New Delhi: The income tax (I-T) department has informed about 120 startups that they are exempt from paying taxes on funds raised from angel investors.
The intimation, sent to startups in the last few days under a new scheme announced in February, brings to an end a major tax problem faced by new-age firms that have been wrongly caught in an anti-evasion provision in the Income Tax Act.
The communication from the tax department acknowledging the tax relief is especially helpful to startups that have already got tax notices for share premium that is higher than their fair value. They can now produce the intimation from the Central Board of Direct Taxes (CBDT) before the tax officers who issued the notices. Wherever assessments have been completed and final tax demands are issued, the startups can produce the exemption certificates at the stage of appeals to a higher authority within the tax department.
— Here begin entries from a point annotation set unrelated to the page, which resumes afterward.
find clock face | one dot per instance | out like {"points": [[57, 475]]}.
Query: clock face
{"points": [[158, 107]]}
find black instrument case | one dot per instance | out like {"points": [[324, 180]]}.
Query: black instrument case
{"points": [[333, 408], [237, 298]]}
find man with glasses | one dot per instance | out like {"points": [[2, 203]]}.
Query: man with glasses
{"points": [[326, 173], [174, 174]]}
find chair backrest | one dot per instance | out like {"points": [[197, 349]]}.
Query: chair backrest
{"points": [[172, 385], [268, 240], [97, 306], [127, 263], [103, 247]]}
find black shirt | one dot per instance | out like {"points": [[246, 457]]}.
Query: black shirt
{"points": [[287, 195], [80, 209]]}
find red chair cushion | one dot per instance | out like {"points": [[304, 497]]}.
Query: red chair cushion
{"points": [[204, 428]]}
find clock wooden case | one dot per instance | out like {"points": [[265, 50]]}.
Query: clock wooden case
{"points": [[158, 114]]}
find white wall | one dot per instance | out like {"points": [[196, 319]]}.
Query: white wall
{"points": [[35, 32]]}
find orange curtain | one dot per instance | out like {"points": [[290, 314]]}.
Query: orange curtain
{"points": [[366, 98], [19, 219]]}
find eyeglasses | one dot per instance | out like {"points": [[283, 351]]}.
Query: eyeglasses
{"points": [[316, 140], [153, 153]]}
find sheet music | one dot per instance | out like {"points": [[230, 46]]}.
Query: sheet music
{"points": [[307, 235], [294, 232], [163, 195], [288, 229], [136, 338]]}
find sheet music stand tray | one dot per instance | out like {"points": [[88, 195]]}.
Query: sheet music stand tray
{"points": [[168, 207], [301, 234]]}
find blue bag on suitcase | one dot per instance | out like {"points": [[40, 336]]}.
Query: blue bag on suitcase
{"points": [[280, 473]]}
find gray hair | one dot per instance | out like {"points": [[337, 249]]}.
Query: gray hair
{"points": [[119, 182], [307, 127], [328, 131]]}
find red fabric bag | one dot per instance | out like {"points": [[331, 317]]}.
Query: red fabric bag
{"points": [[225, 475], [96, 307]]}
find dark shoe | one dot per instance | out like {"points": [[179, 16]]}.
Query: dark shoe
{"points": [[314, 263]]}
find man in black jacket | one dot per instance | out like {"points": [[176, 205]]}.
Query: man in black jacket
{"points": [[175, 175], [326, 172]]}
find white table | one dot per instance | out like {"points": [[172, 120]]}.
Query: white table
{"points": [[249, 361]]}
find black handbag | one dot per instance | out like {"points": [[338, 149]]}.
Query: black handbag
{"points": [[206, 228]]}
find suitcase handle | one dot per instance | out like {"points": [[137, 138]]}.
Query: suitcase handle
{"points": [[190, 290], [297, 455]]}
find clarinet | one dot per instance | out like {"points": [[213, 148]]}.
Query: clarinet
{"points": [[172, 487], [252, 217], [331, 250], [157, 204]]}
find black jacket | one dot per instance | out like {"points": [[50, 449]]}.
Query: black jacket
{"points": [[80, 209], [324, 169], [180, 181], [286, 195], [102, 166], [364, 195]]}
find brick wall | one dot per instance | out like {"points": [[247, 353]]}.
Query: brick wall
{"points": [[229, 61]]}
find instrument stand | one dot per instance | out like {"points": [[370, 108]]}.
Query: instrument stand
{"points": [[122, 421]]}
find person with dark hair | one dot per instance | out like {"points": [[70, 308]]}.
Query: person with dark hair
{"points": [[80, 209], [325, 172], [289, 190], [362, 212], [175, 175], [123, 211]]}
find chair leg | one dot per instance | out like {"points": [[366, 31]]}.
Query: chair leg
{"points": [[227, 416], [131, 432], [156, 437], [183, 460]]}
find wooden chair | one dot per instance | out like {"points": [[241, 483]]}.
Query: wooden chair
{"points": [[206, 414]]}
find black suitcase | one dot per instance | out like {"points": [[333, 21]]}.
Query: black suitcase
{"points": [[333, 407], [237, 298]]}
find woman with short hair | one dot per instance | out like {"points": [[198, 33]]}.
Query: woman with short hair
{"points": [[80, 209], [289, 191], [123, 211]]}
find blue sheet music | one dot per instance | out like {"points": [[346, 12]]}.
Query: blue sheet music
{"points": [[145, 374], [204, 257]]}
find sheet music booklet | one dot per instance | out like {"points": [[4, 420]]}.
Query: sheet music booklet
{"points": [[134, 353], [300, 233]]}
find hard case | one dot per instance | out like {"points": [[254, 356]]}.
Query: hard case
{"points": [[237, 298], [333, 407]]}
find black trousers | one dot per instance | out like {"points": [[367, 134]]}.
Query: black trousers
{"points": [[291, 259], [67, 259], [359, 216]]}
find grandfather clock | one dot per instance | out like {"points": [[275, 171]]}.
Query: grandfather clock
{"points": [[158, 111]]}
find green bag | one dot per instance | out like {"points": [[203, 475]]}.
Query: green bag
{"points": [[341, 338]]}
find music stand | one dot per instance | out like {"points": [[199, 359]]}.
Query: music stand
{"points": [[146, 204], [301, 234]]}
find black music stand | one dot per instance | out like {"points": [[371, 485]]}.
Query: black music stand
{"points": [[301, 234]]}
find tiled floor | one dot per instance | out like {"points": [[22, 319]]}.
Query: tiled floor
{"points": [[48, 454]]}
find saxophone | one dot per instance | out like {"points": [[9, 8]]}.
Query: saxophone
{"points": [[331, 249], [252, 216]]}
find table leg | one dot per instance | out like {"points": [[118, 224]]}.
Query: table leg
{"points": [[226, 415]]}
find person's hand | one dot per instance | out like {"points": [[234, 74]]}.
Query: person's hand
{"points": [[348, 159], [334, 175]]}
About 150 firms have applied for tax relief to startups announced in March, of whom 120 have so far received the tag of ‘startup’ eligible for tax relief, a person familiar with the development said on condition of anonymity. The remaining are likely to get the tag once certain flaws in their application are corrected, said the person. Under the new scheme, an entity is considered a startup eligible for tax relief for up to 10 years from the date of incorporation, up from the earlier seven years. The move is expected to encourage wealthy individuals to invest in startups, which receive capital at a premium on account of their innovative business model. As their physical assets do not justify high valuation, the anti-evasion provision in the Income Tax Act had led to many being questioned about the basis of such valuation.
Startups registered with the department for promotion of industry and internal trade will not be questioned about the share premium received in excess of fair market value, according to last month’s decision.
Section 56(2) (viib) of the Income Tax Act provides for taxation of such share premium.